セ・リーグは8日、都内のホテルで臨時理事会を開き、予告先発制を今季の開幕戦から導入することを決めた。慎重な姿勢を見せていた阪神も賛成に回り、全会一致でまとまった。パ・リーグとの交流戦を含む全144試合で実施するが、ポストシーズンのクライマックスシリーズ(CS)、日本シリーズでは実施しない方針も固めた。

 観客動員が減少する現状に危機感を募らせるセ・リーグが、ファンサービスの一環として予告先発の導入を決めた。前回(1日)の理事会で態度を保留した阪神も、会議の冒頭で賛成を表明。6球団が足並みをそろえ、新制度の導入に合意した。

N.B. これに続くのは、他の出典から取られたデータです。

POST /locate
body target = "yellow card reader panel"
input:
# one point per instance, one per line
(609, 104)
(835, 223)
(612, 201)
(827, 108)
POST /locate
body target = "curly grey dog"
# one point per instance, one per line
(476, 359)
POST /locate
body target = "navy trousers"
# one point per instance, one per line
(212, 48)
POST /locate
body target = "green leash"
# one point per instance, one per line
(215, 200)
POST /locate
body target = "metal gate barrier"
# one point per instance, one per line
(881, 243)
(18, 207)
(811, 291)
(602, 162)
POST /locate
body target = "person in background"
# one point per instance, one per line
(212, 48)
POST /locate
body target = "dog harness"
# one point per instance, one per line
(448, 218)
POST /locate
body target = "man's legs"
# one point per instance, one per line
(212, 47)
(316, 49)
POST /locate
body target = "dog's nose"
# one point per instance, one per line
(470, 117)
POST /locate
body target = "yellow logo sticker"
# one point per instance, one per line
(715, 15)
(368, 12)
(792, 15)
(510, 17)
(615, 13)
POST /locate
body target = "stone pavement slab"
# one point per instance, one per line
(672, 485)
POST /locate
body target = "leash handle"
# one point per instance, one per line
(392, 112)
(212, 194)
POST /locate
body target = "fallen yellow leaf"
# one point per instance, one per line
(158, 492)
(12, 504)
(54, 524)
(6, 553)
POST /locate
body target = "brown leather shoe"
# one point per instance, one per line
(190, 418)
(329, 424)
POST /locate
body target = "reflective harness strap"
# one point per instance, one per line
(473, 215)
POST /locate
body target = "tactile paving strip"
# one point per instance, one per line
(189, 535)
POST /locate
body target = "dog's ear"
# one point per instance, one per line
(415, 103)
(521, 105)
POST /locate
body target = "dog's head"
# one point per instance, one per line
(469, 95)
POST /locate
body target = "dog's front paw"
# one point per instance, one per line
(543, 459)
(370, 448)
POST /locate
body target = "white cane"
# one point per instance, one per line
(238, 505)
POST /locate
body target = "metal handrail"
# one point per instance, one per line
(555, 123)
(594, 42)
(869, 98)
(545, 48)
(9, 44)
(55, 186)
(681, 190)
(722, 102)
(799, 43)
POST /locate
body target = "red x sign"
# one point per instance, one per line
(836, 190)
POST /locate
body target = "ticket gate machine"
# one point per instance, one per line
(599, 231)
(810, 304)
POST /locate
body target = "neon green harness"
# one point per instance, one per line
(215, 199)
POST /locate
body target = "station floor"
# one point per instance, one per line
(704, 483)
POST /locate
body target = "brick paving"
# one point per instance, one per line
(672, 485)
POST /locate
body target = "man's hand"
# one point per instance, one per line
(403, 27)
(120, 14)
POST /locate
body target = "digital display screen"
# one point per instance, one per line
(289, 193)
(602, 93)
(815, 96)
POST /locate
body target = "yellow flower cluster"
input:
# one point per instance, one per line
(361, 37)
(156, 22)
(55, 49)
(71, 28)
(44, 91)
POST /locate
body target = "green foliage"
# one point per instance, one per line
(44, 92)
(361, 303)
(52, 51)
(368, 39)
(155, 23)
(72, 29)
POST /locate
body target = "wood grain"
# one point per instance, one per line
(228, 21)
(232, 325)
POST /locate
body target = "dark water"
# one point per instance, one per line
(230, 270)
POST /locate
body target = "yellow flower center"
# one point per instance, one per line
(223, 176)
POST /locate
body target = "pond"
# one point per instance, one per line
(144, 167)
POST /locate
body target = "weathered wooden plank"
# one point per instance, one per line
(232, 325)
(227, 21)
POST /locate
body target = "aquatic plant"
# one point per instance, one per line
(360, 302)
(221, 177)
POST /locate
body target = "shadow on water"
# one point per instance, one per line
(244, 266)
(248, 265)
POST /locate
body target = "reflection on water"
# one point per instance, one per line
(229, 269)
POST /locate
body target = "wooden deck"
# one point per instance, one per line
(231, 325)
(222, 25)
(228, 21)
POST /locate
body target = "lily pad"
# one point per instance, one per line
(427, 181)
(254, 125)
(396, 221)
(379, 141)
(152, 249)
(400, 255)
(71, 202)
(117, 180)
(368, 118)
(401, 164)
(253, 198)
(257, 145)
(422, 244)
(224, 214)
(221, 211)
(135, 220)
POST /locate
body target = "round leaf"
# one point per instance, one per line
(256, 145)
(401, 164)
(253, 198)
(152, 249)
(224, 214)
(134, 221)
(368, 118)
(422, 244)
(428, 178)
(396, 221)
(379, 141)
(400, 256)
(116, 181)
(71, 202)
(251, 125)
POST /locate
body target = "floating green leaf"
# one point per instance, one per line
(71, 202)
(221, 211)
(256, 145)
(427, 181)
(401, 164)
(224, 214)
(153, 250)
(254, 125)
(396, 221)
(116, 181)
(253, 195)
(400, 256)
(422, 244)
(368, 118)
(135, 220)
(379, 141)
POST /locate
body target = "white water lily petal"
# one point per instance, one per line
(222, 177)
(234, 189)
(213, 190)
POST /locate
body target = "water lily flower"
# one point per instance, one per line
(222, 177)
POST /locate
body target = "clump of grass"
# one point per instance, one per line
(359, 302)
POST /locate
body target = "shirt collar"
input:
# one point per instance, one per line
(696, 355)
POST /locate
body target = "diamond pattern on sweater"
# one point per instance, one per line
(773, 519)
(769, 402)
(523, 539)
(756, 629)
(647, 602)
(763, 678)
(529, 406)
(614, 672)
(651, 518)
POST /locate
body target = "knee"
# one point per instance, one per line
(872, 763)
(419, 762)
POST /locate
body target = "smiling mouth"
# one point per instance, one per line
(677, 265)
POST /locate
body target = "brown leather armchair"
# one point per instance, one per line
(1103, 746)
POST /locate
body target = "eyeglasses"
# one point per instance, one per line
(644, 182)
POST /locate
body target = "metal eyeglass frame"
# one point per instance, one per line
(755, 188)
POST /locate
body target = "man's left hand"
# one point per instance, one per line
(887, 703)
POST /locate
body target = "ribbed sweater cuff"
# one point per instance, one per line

 集客への効果を示す確かなデータはなく、先発の読み合いを楽しみにしているコアなファンもいる。そういう否定的な声を踏まえた上で導入に踏み切った。理事長を務める中日佐藤球団代表は「先発投手の調整」や「メディアへの露出」をメリットに挙げたほか、「新規ファンの開拓」の効果にも期待を寄せた。同代表は「野球に詳しくない方、距離を置かれていた方に広く情報を提供しようじゃないか、ということ」と、力を込めた。

 パが行っているCSの予告先発については、阪神などの反対もあり導入を見送った。短期決戦ならではの楽しみを、ファンに提供するのが狙い。佐藤代表は「中2日や中3日での投球なども考えられる。シーズン中と同様のルールにすることは難しい」と、説明。日本シリーズについても、同様の理由で採用しない方向で意見が一致した。

 1年限りの試験的な導入ではなく、来季以降も継続していく方向性も確認した。佐藤代表は「効果についてはシーズン中、またはシーズン後に6球団で集まって検証していこうじゃないか、という話になった。しかし、原則的には来季以降も続けていきたい」と、腰を据えて取り組む構えを見せた。

 ◆予告先発の実施方法

 基本的にパと同じ。前日の試合開始予定1時間前までに所定の用紙に記入、監督署名の上、各リーグ運営部へファクス送信する。試合前日が移動日、チーム休日にあたる場合は、午後3時までに手続きし、午後3時に発表。開幕戦は前日の午後1時までに手続きし、同日午後3時に発表される。先発予定の投手がアクシデントで登板不能となった場合などを除き、原則として発表後の変更はできない。メンバー交換時刻を過ぎてから変更となった場合、打順表の書き換えは認められない。